Aber warum dann immer von DEM KONZIL sprechen und die angeblich von DEM KONZIL beschlossene Messe DES KONZILS unentwegt in den höchsten Tönen preisen? Hat so eine Versammlung alter Weißer Männer nicht per se etwas Überholtes, ist Ausdruck eines Geistes, dessen Überwindung vom Fortschrittsgebot gebieterisch auf die Tagesordnung gesetzt worden ist?

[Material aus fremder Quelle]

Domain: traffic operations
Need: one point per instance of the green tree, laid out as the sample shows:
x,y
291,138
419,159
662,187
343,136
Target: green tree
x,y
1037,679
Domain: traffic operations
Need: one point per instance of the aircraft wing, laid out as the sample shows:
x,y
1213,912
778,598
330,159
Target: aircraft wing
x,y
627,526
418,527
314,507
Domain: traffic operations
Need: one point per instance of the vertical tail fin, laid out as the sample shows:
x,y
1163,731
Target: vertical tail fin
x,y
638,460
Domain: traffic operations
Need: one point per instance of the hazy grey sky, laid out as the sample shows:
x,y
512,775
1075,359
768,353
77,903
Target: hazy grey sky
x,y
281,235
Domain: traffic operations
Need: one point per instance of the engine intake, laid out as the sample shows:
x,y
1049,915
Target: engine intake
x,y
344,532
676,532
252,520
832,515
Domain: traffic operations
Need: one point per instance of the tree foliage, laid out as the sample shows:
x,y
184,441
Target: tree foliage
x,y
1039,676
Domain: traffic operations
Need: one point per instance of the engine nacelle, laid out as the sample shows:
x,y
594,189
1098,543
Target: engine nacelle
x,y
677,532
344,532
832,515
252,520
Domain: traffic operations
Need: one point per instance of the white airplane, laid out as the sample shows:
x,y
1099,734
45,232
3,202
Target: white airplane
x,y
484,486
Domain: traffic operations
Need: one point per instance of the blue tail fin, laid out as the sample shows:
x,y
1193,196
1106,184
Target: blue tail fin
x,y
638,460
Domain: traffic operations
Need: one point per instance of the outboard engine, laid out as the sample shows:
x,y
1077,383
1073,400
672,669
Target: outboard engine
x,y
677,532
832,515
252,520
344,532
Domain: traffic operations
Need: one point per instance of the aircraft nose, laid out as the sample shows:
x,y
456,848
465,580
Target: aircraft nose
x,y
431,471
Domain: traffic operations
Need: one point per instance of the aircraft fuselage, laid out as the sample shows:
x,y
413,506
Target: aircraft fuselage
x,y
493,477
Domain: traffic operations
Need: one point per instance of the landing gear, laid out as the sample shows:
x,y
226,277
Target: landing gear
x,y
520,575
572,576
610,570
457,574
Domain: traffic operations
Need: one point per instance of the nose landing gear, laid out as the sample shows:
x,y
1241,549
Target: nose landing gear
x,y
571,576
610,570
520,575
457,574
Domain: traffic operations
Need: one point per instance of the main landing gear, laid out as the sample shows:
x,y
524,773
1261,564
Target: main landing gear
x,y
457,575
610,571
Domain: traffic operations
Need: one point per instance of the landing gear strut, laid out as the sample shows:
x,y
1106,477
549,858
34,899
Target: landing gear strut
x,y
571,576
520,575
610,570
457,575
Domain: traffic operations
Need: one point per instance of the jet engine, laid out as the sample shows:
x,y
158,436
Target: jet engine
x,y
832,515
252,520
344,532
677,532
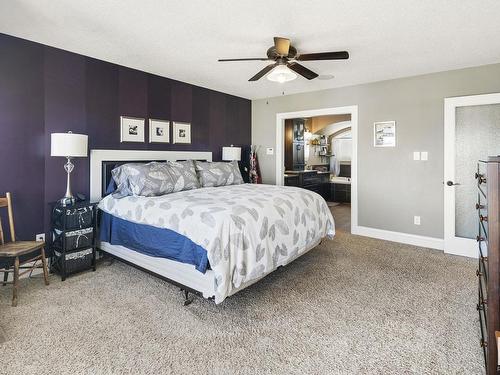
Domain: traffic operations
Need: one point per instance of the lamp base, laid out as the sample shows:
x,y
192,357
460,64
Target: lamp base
x,y
67,201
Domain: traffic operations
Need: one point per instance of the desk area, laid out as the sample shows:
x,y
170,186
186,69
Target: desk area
x,y
332,189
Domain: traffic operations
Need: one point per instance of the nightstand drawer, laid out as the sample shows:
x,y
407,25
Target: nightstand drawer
x,y
70,218
75,239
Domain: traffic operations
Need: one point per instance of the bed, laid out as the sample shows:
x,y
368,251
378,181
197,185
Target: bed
x,y
213,241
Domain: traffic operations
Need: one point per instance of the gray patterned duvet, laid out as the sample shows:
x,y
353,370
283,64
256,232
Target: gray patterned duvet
x,y
248,230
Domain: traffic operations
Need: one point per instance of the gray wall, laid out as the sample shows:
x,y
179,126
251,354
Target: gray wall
x,y
392,188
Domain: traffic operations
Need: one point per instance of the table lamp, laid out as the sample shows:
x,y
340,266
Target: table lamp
x,y
68,145
231,153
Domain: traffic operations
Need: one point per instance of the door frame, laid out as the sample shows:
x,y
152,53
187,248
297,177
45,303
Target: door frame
x,y
280,148
452,244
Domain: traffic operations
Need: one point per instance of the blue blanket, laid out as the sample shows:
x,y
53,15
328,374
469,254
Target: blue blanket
x,y
152,241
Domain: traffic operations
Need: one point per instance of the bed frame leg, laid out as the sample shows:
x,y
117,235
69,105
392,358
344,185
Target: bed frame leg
x,y
187,298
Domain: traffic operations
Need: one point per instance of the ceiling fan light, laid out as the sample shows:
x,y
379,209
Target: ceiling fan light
x,y
281,74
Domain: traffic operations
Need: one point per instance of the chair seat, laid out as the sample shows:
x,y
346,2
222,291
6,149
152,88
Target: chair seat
x,y
18,248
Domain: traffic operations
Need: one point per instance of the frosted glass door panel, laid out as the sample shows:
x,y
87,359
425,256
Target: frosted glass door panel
x,y
477,136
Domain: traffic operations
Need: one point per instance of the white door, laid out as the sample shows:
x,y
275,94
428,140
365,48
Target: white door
x,y
472,133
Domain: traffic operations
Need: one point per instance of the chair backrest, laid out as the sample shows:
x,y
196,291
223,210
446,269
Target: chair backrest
x,y
7,202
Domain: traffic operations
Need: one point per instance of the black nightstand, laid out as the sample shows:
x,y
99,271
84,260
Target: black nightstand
x,y
72,238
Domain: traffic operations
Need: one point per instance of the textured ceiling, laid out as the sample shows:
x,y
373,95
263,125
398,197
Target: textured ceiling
x,y
183,39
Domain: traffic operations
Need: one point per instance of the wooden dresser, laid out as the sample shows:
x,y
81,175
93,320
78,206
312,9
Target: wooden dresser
x,y
488,207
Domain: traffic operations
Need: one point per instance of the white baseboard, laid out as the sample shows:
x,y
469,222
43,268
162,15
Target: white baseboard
x,y
406,238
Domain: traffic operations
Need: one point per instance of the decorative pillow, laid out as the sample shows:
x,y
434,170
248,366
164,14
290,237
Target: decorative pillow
x,y
183,173
218,173
148,180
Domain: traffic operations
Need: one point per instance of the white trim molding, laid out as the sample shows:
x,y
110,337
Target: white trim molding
x,y
452,244
280,147
406,238
98,156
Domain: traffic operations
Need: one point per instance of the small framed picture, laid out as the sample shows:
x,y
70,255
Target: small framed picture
x,y
131,129
384,134
159,131
182,132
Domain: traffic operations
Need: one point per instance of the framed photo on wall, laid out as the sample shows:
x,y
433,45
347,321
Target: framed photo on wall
x,y
159,131
384,134
182,132
131,129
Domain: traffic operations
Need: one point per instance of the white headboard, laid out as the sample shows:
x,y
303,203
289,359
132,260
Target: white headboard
x,y
98,156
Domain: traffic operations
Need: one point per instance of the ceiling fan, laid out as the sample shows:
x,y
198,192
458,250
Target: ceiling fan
x,y
285,59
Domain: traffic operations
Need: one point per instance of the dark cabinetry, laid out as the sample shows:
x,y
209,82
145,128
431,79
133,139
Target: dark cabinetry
x,y
340,193
488,207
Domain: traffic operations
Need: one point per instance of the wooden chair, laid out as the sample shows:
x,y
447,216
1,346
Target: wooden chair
x,y
18,251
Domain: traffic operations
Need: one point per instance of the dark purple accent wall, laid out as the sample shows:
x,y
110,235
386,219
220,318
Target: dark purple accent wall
x,y
45,90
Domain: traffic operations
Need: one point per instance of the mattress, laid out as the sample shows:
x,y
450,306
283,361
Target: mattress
x,y
247,230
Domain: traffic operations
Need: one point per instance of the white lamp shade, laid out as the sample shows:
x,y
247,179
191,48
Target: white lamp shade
x,y
68,145
231,153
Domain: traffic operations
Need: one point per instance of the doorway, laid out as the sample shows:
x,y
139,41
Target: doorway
x,y
317,143
471,133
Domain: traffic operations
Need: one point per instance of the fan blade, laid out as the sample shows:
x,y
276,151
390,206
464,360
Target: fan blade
x,y
249,59
282,45
302,70
341,55
263,72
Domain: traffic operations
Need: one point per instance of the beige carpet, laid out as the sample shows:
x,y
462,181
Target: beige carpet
x,y
351,306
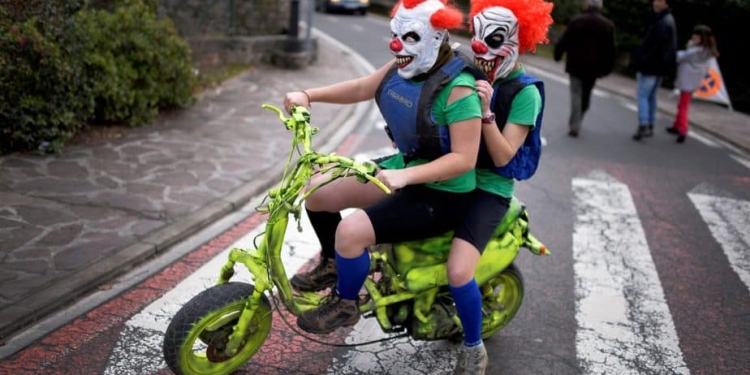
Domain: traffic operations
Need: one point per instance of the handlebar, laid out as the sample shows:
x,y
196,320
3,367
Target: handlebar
x,y
299,123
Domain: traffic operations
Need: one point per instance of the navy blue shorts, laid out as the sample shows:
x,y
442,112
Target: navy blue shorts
x,y
416,212
482,217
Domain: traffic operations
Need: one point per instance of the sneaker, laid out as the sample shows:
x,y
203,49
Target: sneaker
x,y
640,133
649,131
321,277
334,312
471,360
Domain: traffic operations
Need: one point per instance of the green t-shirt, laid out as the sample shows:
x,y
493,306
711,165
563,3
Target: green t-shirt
x,y
524,110
462,109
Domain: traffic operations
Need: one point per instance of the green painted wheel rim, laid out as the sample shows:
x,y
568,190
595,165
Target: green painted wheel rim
x,y
503,301
194,356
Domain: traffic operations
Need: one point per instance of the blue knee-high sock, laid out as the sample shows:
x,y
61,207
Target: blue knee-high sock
x,y
469,307
352,273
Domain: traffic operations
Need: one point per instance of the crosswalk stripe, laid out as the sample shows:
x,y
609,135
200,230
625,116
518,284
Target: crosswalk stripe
x,y
624,323
728,220
133,353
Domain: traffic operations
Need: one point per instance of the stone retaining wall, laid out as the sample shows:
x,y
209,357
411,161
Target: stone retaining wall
x,y
237,31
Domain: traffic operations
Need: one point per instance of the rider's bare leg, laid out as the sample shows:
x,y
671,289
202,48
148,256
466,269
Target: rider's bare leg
x,y
323,209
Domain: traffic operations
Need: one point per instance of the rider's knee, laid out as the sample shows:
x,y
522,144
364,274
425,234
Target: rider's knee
x,y
458,276
353,234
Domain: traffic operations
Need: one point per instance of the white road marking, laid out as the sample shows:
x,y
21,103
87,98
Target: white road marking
x,y
741,160
703,139
729,220
629,106
138,351
624,323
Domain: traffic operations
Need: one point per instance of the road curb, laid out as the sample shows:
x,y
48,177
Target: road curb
x,y
37,306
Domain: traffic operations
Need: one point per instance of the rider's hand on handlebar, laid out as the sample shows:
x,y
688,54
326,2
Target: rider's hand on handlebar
x,y
394,179
295,98
484,90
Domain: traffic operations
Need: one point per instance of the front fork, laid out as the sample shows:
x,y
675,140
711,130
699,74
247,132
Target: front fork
x,y
256,261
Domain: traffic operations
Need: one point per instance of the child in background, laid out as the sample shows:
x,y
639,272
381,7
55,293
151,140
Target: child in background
x,y
692,67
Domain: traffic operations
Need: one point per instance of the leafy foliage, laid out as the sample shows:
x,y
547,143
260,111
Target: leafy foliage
x,y
63,66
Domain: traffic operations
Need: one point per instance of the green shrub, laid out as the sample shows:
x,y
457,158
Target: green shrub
x,y
139,62
62,67
45,93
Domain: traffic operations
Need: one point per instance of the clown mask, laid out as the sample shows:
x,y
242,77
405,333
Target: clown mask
x,y
495,41
415,42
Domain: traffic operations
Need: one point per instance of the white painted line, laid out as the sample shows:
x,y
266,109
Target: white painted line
x,y
703,139
601,93
629,106
624,323
138,350
729,222
741,160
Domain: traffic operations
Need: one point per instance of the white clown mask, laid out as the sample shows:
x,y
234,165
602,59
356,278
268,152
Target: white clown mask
x,y
414,41
495,41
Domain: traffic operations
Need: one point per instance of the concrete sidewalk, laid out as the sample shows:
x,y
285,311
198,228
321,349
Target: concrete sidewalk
x,y
70,223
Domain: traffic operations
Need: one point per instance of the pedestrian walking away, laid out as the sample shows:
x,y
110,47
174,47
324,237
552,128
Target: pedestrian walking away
x,y
588,45
693,63
654,59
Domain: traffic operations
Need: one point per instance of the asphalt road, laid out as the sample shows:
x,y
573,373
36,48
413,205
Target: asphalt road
x,y
670,259
649,272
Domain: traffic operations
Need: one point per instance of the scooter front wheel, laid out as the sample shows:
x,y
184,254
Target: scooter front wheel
x,y
502,297
197,336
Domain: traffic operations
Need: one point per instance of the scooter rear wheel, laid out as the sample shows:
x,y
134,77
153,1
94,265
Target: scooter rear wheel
x,y
502,297
195,339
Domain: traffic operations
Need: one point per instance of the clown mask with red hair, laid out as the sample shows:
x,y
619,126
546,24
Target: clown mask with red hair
x,y
503,29
418,29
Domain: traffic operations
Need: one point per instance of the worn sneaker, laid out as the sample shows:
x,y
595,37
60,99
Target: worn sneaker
x,y
471,360
640,133
333,313
321,277
649,131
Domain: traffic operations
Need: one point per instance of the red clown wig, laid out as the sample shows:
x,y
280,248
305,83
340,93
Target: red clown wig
x,y
448,18
534,18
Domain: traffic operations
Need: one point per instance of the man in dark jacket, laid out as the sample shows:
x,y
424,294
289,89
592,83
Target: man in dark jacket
x,y
655,58
589,42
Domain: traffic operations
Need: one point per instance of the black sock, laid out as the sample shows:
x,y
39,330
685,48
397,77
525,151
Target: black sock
x,y
324,224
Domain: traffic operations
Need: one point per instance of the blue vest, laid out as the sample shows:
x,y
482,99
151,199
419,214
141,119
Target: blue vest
x,y
524,163
407,106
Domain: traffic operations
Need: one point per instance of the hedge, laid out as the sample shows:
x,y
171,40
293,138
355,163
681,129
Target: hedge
x,y
64,66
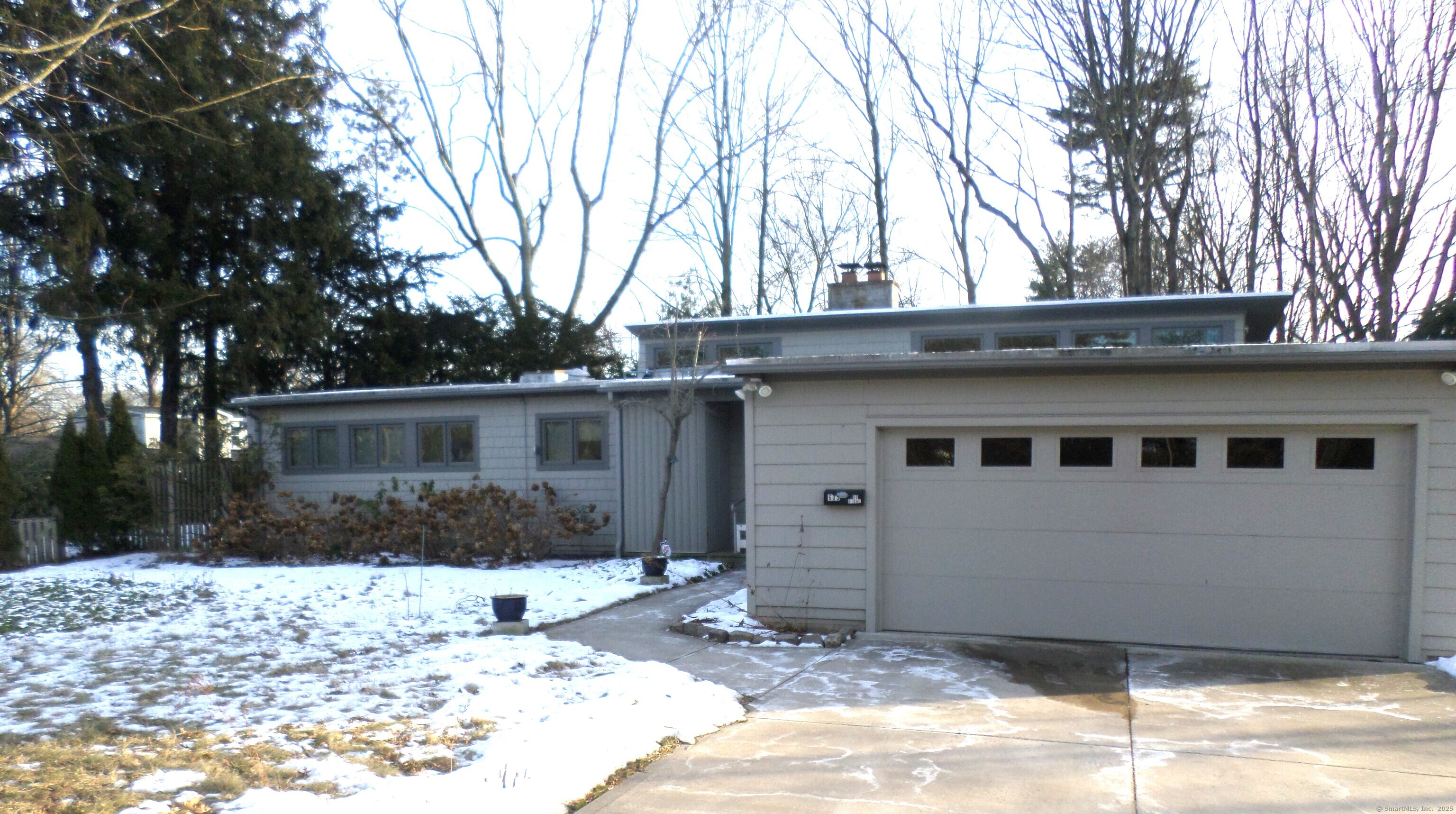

Das müßt Ihr dialektisch sehen, liebe G’noss’n’n und Genoss’n. Die Heiligsprechung des Konzils ist auf der einen Seite ein hervorragendes Mittel, um das zurückgebliebene katholische Volk bei seinen Instinkten zu packen, der Tradition, den Bischöfen und nicht zuletzt dem Papst treu zu sein – und einen solchen Instinkt zu packen und in sein Gegenteil umzubiegen, ist natürlich jedem Propagandisten der Dialektik ein höllisches Vergnügen. Und dann hat die Sache natürlich auch etwas Wahres – zumindest, wenn man sie aus der richtigen Perspektive betrachtet. Also etwa aus der Perspektive von Karl Rahner SJ und seinen Nachfahren. Für Rahner&Co war das Konzil der Anfang eines Anfangs, das Startsignal für eine stürmisch Entwicklung, ja wohin denn? Nach vorwärts selbstverständlich; und weg von allem, was vorher war. So gesehen ist natürlich jedes Weg von dem, was vor dem Konzil war, nichts anderes als die getreuliche Erfüllung des Konzilsauftrages selbst. Und 2 + 2 = 5, zumindest bei den Jesuiten, und wenn es nach denen geht, für alle.